El potencial para aprovechar la energía de la biomasa, como el residuo leñoso, es enorme. Está ampliamente disponible y, al quemarse produce un bajo volumen de ceniza, lo que supone una combustión más limpia en la mayoría de los hornos.
A medida se van imponiendo las fuentes de energía más ecológicas, la biomasa emerge con un potencial prometedor. Aun así, se desperdician enormes cantidades de biomasa, que se descartan y quedan sin utilizar. Esta situación eleva el riesgo de incendios de bosques, que se vienen exacerbando a medida que el cambio climático provoca más días con temperaturas extremas y sequías más prolongadas.
El motivo principal por el cual no se aprovecha esta biomasa radica simplemente en cuestiones logísticas, ya que en algunas ocasiones la biomasa debe transportarse y procesarse en un lugar diferente, lo cual incurre en costos adicionales como el transporte, la compra de terrenos, las obras civiles y los permisos necesarios para crear grandes plantas de procesamiento. Así pues, procesar la biomasa resulta caro y muchos productores pueden considerarlo comercialmente inviable.
«A la gente no le interesa esa biomasa ni piensa que pueda tener valor. Además, el valor añadido de la biomasa leñosa no es alto. Por ejemplo, las ramas son mucho menos valiosas que los troncos», explica Richard Pfister, director general y vicepresidente de Proxipel, un proyecto financiado con fondos europeos que se ha propuesto encontrar una solución rápida e innovadora que encienda la mecha de la revolución de la biomasa.
El objetivo del proyecto Proxipel es lograr convertir esos residuos no deseados en una forma de energía más útil y valiosa. Y para eso han diseñado una unidad de pelletización móvil, que puede transformar una enorme variedad de tipos de biomasa, húmeda o seca, en pellets fáciles de transportar.

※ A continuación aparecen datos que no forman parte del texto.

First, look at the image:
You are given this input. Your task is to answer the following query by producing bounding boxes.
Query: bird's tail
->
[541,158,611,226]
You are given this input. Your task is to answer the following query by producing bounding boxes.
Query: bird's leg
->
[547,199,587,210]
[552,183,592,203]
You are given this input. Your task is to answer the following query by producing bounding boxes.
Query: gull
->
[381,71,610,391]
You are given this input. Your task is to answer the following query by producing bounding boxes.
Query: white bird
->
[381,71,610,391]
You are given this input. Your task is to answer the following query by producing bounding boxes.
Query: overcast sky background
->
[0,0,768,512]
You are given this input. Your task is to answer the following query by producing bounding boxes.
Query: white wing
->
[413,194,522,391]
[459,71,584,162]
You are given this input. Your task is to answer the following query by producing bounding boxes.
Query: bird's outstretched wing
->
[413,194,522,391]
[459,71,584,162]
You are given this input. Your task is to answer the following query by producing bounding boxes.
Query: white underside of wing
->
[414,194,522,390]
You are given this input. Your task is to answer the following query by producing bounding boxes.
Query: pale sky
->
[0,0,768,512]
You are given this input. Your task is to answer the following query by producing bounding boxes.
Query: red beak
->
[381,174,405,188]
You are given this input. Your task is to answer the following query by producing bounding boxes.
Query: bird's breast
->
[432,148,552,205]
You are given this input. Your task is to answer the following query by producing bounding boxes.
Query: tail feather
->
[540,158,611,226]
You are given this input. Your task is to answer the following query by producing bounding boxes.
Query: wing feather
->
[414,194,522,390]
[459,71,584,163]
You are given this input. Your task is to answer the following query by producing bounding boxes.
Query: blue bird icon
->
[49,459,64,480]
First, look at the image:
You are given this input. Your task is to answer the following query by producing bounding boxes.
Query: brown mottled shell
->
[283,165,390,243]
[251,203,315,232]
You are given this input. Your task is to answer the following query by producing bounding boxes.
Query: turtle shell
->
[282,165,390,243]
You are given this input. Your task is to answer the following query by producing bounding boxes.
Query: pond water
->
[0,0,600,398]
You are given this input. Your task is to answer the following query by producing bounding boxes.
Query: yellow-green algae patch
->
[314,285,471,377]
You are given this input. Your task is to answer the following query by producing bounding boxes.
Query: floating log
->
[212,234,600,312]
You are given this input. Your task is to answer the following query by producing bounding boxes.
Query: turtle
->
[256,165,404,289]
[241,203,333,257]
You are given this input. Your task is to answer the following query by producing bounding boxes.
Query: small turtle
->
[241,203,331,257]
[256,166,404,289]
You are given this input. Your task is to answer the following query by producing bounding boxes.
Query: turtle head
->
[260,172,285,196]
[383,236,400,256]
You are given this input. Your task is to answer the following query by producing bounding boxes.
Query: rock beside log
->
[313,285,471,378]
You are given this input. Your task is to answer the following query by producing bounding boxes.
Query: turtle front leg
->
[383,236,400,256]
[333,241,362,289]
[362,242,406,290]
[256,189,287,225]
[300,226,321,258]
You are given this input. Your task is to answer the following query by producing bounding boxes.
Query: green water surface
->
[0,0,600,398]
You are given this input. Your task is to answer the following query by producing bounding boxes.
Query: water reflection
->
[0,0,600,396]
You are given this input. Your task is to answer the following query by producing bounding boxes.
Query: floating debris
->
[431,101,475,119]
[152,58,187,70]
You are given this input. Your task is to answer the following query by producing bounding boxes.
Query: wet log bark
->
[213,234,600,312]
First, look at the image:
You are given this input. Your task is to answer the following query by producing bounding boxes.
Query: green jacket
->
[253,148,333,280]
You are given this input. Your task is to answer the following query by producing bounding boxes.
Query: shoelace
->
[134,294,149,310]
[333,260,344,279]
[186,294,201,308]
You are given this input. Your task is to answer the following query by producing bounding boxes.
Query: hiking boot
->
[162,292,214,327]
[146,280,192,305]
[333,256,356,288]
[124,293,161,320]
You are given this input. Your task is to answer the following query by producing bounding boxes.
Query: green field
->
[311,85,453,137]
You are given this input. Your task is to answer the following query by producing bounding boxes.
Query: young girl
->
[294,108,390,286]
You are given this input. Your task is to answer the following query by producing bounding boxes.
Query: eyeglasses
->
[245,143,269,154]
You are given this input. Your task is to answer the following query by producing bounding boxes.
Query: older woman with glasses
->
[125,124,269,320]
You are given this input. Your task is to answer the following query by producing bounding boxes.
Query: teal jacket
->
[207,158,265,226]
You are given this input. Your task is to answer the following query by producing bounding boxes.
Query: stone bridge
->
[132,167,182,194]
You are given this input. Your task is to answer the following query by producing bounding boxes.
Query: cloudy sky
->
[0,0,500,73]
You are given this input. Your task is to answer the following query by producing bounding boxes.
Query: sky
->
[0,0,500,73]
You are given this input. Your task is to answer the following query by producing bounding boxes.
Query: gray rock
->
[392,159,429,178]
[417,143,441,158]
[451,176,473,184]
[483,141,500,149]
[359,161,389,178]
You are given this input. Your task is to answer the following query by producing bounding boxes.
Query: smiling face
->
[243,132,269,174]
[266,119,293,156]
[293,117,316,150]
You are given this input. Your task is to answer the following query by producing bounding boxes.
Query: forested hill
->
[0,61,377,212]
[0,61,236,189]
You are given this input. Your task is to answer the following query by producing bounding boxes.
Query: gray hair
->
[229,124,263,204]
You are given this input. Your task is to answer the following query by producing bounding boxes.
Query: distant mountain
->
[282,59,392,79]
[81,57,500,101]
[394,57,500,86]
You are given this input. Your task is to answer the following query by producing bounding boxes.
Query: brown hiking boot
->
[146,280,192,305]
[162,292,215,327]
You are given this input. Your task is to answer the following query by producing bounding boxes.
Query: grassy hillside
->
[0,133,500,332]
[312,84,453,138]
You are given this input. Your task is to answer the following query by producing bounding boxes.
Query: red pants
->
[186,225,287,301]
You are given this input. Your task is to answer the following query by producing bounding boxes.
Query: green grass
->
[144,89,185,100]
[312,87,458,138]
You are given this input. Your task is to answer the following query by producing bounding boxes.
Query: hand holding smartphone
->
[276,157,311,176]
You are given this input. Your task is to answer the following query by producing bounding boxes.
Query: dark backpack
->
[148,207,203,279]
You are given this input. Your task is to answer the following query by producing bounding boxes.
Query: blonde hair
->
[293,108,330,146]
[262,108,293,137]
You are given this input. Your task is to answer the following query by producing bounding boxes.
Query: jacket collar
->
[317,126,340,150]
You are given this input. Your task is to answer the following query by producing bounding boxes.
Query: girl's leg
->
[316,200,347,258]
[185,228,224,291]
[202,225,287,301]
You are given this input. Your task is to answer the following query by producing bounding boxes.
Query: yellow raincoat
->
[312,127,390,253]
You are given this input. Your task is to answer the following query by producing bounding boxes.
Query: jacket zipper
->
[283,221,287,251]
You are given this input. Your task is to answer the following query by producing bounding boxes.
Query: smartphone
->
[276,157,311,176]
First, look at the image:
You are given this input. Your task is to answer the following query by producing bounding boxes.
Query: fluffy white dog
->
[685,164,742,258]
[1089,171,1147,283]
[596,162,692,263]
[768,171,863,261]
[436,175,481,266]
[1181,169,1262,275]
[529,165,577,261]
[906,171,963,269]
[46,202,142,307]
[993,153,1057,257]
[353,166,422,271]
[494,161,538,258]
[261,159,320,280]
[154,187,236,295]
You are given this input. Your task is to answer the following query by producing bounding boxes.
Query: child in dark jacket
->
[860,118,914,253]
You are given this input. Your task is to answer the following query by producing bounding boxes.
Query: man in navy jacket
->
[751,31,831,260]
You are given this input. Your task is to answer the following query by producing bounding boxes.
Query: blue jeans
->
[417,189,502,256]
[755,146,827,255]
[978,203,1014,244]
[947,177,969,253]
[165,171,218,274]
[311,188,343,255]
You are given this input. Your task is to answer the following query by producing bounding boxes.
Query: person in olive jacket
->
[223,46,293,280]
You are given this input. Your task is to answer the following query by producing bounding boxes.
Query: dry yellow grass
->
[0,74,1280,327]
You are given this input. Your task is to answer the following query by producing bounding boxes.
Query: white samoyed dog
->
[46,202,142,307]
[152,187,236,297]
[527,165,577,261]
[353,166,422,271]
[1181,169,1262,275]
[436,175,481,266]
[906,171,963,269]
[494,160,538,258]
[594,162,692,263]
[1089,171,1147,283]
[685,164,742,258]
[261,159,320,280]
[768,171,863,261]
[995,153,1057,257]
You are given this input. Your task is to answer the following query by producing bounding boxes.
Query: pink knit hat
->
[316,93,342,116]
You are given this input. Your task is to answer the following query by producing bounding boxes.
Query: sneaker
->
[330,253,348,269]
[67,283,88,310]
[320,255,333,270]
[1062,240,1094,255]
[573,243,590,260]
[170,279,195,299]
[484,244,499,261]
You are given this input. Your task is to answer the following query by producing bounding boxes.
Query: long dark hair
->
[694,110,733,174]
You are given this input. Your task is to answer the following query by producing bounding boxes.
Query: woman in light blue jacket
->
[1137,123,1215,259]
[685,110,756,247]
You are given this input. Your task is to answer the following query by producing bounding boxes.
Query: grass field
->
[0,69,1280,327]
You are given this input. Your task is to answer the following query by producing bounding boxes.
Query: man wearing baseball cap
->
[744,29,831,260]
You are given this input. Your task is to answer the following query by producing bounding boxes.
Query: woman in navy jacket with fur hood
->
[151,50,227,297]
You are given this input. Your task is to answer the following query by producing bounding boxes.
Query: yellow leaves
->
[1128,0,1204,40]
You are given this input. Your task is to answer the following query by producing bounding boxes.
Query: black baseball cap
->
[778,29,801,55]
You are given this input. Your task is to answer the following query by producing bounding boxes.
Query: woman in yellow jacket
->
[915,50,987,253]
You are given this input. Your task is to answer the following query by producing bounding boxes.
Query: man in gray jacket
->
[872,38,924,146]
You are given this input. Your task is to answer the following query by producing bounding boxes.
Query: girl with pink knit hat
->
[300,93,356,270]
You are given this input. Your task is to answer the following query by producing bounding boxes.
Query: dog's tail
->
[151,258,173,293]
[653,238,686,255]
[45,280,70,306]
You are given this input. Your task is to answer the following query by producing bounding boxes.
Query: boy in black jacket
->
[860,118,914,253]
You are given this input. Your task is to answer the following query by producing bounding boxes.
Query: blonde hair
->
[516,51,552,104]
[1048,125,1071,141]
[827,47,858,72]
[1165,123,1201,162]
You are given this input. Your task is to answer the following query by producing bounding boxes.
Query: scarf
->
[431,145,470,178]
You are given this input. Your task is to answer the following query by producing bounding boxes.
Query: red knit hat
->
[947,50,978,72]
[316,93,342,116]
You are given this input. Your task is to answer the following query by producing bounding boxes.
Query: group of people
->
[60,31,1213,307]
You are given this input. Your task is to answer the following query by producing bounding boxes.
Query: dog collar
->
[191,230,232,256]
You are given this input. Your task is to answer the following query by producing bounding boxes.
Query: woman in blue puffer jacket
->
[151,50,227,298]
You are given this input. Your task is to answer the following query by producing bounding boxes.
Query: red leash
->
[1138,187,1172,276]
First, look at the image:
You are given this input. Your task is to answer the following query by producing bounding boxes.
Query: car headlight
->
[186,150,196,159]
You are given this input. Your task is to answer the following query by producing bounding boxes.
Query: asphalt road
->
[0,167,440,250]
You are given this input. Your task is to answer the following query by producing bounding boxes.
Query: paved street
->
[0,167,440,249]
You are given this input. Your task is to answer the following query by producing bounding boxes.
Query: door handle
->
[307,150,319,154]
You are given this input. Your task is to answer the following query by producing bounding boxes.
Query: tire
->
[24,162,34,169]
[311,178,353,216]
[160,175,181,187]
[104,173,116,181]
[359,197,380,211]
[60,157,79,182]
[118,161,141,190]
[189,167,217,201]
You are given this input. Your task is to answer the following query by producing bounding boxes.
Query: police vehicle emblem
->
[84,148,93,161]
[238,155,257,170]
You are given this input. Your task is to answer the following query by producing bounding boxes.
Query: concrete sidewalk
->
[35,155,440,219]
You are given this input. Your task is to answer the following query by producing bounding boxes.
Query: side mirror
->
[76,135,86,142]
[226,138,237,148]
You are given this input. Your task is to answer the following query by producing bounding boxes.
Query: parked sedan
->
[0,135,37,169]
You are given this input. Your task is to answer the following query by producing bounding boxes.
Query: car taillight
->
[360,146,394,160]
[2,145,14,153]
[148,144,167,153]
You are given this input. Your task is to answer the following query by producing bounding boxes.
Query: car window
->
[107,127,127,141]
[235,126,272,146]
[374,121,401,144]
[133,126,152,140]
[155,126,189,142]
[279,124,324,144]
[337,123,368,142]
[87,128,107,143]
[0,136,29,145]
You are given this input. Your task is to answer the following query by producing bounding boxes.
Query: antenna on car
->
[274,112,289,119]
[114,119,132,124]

Unidad móvil de peletización
La unidad Proxipel es el primer equipo móvil de pelletización capaz de triturar, moler, secar y prensar una amplia variedad de materias primas renovables, incluyendo madera húmeda. Entre estas, se encuentran la madera dura, la madera de centros de reciclaje, ramas de vid, residuos forestales, hojas, paja, heno, aserrín, estiércol y posos de café.
Las unidades se pueden transportar fácilmente en un remolque. Un generador proporciona electricidad a la unidad, que contiene un secador que elimina la humedad de la biomasa leñosa. Proxipel puede reducir la humedad de un 60 % a un 13 %. Además, un intercambiador de calor captura y recicla parte del calor sobrante y lo introduce de nuevo en el sistema, con lo que se ahorran costes y energía.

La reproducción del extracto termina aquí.